BOB GARFIELD: And now for a few letters or, better yet, a few letter writers. They are Jeffrey Yuener of Toronto, Daniel Bennett of Washington DC, Dan Pfeiffer of Brooklyn and Ann Fuller of Juneau, Alaska. Thank you, one and all. Yeah, you’ve told us we are stupid humorless ideologically poisoned or wrong, but hats off to you; you did it by name, which places you in the minority of our commenters. Most are like our regular listener who calls himself “Listener.” He’s always the first to comment, and lucky thing he is, or his weekly dismissal of everything we do as hypocritical leftist propaganda might get lost in the shuffle of similarly anonymous polemic from the right and left.
“Listener,” whoever you are, your loyal opposition would be most welcome, if you’d just have the good graces to sign your name. Otherwise, you're just a graffiti artist, an annoying one. And when it comes to the nuisance of anonymous commenters, we are not alone in these thoughts, because dealing with the great unsigned is a chore.
ARIANNA HUFFINGTON: We have the most advanced pre-moderation technology, an algorithm that we call Julia and that we keep educating constantly to make it better and smarter, and 40 comment moderators to supplement the algorithm.
BOB GARFIELD: Arianna Huffington is publisher of The Huffington Post. As of this week, her publication has banned anonymous commenters from its pages.
ARIANNA HUFFINGTON: Because trolls, we are finding, have become more and more ingenious to bypass, you know, all our technologies and our comment moderators.
BOB GARFIELD: Tell me about these 40 flesh and blood moderators. I don’t know what you’re paying them, but it – it isn’t enough, can’t possibly be.
ARIANNA HUFFINGTON: It is, actually, very depressing, dealing with these comments day in and day out. And some of these comment moderators have been with us for years, because from the beginning it was very important to all of us at HuffPost to have a stable environment in which we could have robust conversations, people could disagree but stay civil. And, in fact, when we first launched HuffPost in May 2005 and we had five employees, I was actually paying my own daughters below minimum wage to help pre-moderate comments. So it was something which was important to me from the beginning.
BOB GARFIELD: Now, you mentioned that in spite of the filtering algorithm, which is state-of-the-art, and the, the 40 poor souls who [LAUGHS]
[HUFFINGTON LAUGHS]
- actually go through the comments one by one, that the haters and the trolls still manage to poison the well. Are you confident that they won't be persistent enough and clever enough to get around the new system?

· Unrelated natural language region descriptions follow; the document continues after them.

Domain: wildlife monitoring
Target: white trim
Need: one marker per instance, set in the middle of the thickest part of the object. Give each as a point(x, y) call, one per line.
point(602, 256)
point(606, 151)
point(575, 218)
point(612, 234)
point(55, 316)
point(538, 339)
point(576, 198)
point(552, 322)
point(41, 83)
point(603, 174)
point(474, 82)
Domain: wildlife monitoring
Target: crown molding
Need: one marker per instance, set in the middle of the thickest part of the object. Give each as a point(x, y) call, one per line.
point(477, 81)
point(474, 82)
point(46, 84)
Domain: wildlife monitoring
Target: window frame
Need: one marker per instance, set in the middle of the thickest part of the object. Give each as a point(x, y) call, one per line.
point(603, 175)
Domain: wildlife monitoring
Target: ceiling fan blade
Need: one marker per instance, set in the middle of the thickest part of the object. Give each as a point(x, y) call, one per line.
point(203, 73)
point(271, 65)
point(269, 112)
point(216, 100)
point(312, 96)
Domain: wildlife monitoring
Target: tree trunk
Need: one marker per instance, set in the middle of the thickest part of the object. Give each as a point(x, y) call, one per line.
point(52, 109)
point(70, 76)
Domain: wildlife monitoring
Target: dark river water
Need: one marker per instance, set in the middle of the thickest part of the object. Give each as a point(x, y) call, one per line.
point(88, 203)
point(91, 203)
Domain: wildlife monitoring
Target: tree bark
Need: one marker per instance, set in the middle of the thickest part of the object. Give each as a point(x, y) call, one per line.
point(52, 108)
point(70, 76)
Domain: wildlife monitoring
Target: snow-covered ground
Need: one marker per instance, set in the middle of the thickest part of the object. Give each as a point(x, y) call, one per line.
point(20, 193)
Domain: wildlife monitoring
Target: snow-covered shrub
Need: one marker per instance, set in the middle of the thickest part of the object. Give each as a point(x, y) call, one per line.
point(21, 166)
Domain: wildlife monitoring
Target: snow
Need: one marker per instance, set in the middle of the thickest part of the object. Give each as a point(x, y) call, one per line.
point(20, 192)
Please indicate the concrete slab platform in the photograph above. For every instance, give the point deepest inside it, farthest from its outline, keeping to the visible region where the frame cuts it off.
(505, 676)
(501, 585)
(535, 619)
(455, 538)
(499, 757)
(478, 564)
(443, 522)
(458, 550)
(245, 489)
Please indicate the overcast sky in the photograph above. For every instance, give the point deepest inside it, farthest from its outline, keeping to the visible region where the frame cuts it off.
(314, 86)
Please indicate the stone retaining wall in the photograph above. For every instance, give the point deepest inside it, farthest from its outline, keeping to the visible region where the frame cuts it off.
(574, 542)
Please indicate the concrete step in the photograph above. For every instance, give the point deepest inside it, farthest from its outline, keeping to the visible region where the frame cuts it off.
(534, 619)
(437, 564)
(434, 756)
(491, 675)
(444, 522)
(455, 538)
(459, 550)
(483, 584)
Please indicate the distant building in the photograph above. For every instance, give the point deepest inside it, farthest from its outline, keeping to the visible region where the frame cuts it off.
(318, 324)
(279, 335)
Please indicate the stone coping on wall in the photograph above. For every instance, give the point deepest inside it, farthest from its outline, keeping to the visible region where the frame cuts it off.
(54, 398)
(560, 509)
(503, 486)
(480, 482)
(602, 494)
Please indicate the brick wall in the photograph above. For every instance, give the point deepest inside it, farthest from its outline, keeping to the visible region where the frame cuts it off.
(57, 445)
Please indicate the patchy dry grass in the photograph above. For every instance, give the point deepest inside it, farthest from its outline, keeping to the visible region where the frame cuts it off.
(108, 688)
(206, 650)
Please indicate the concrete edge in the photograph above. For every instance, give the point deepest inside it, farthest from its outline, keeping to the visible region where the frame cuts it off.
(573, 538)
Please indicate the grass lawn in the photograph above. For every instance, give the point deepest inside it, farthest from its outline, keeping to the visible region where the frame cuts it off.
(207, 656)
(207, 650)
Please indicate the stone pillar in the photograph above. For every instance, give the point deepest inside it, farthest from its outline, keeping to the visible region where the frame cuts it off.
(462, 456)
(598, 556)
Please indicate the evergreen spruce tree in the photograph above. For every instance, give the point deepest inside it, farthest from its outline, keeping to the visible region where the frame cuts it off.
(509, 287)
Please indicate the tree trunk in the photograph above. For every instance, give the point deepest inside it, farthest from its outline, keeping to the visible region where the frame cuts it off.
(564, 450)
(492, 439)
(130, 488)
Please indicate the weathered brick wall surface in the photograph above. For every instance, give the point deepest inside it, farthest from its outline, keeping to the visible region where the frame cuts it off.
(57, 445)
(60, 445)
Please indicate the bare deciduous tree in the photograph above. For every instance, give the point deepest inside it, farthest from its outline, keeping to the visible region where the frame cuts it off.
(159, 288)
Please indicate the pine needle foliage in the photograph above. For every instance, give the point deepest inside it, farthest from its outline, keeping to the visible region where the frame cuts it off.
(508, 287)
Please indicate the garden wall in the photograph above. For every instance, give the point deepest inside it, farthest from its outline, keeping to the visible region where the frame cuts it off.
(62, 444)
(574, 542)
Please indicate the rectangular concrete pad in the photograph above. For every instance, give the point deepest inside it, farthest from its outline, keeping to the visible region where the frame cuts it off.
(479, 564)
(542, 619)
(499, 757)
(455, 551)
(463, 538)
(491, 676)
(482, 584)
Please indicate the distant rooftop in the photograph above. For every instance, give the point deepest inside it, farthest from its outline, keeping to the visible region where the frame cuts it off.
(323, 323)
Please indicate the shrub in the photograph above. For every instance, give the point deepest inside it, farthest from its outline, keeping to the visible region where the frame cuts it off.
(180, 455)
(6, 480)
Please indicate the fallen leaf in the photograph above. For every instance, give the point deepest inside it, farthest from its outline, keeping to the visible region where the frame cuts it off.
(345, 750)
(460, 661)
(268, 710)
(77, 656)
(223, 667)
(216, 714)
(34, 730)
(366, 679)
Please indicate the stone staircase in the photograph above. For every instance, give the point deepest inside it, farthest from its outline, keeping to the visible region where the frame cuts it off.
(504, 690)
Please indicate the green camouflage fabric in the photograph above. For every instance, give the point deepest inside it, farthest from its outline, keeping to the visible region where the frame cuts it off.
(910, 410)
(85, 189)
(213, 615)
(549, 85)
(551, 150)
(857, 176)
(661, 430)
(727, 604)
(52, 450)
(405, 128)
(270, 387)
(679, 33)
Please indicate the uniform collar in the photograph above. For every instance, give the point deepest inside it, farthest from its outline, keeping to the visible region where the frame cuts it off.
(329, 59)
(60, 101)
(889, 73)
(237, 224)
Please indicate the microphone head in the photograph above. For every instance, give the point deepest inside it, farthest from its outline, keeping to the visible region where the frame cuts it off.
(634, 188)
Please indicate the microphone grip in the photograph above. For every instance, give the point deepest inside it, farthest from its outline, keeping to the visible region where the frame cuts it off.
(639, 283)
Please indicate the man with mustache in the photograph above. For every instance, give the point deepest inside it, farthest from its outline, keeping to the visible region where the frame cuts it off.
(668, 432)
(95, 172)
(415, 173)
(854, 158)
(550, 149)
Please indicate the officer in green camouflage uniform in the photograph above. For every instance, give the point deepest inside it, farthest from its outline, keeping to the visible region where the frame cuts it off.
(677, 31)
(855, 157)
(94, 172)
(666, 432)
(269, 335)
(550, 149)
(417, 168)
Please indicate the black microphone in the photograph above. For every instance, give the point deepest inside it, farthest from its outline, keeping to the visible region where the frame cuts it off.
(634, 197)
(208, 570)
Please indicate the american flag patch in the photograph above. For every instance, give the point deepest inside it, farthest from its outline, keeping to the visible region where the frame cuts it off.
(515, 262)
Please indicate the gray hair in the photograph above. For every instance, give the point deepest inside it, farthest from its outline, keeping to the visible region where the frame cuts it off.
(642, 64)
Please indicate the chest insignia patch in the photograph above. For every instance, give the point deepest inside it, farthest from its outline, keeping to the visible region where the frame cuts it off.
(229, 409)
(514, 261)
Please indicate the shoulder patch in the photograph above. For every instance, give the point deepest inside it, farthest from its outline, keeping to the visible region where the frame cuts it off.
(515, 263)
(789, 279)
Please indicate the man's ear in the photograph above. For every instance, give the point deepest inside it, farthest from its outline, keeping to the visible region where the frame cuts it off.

ARIANNA HUFFINGTON: I don’t think we are going to eliminate the nastiness of the Internet, but I – if we very, very substantially reduce it, that will be a great achievement. It's actually part of a bigger trend that we see online, which is moving from the adolescent Internet to the grown-up Internet. You know, at the beginning, we were all excited about exploring everything, more like kids that were willing to experiment and try everything. And now, I think, people are looking for a more curated experience, for a more mature experience. And this is really another manifestation of that.
BOB GARFIELD: Now see, I hadn’t noticed that the Internet had gotten past its adolescence. It still seems pretty awkward and gawky and prone to misbehavior. What makes you so sanguine about its evolution?
ARIANNA HUFFINGTON: There is still plenty of evidence, Bob, to make you depressed about the Internet, but there is a lot more of a search for what is good, what is working. I mean, we are finding that people are more likely to share good things happening, examples of ingenuity, creativity, empathy than they are to share nasty things happening.
BOB GARFIELD: Last summer, you told me that HuffPost's comments are as important to the function of HuffPost as the content being commented upon. Does HuffPost still work, once the commenters are deprived of anonymity?
ARIANNA HUFFINGTON: We believe that it will work better, and that’s one of the reasons we are doing it. Because comments are so important to the DNA of The Huffington Post, we want to make sure that the environment in which to have these conversations is as civil and conducive to those kind of conversations as possible.
BOB GARFIELD: Arianna, I want to thank you very much.
ARIANNA HUFFINGTON: Thank you so much, Bob.
BOB GARFIELD: Arianna Huffington is the founder of The Huffington Post.